Looping over fetched HTML

  • Loop over fetched items
  • Split at </html> tags because we appended Next pages
  • Save out to CSV for later use
In [34]:
# urls = [(2012, 7, 'https://news.ycombinator.com/item?id=4184755')]
posts = []

for current in urls:
    # print current
    year, month, url = current
    all_html = open(filename(year, month)).read()
    
    start_html = 0
    while start_html < len(all_html):
        end_html = all_html.find('</html>', start_html)
        html = all_html[start_html:end_html + 7]
        start_html = end_html + 7
        
        ym_posts = html_to_posts(html)
        #print "Found %d posts" % len(ym_posts)

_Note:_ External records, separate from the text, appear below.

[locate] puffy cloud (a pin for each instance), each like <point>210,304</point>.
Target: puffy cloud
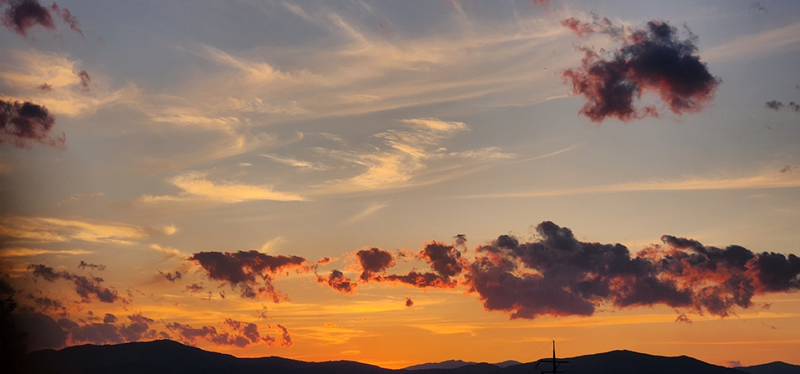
<point>84,265</point>
<point>85,80</point>
<point>653,60</point>
<point>338,282</point>
<point>374,260</point>
<point>241,269</point>
<point>285,339</point>
<point>25,122</point>
<point>443,258</point>
<point>46,304</point>
<point>22,15</point>
<point>68,18</point>
<point>170,276</point>
<point>241,335</point>
<point>559,275</point>
<point>419,280</point>
<point>194,288</point>
<point>86,287</point>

        for post in ym_posts:
            post.update({'date': pd.datetime(year, month, 1)})
            posts.append(post)


postsdf = pd.DataFrame(posts, columns=['date', 'user', 'post'])

Save

In [35]:
postsdf.to_csv(posts_savefile, index=False)

Read Posts DataFrame saved to CSV

  • Read in our CSV of posts
  • check out it's head and tail
In [4]:
postsdf = pd.read_csv(posts_savefile, parse_dates=[0])
postsdf.head(3)
Out[4]:
date user post
0 2011-01-01 00:00:00 lkrubner In New York City there are a lot of jobs. I we...
1 2011-01-01 00:00:00 jasonfried 37signals is hiring two Rails programmers:\n h...
2 2011-01-01 00:00:00 tptacek Chicago (or remote) Matasano Security LEAD SOF...
In [5]:
postsdf.tail(3)
Out[5]:
date user post
9938 2014-05-01 00:00:00 jasonlotito MeetMe - New Hope, PA (near Philadelphia, Penn...
9939 2014-05-01 00:00:00 ssharpe67 Datalex - Atlanta, GA\nReady to use your tech ...
9940 2014-05-01 00:00:00 findwork Disclaimer: Forgive me for posting here. I jus...

Number of posts per month

In [6]:
# add year and month columsn to dataframe
postsdf['year'] = [v.year for v in postsdf.date]
postsdf['month'] = [v.month for v in postsdf.date]

# add count 
ymdf = pd.DataFrame({'count': postsdf.groupby(['date']).size()})
ymdf = ymdf.reset_index()
ymdf['year'] = [v.year for v in ymdf.date]
ymdf['month'] = [v.month for v in ymdf.date]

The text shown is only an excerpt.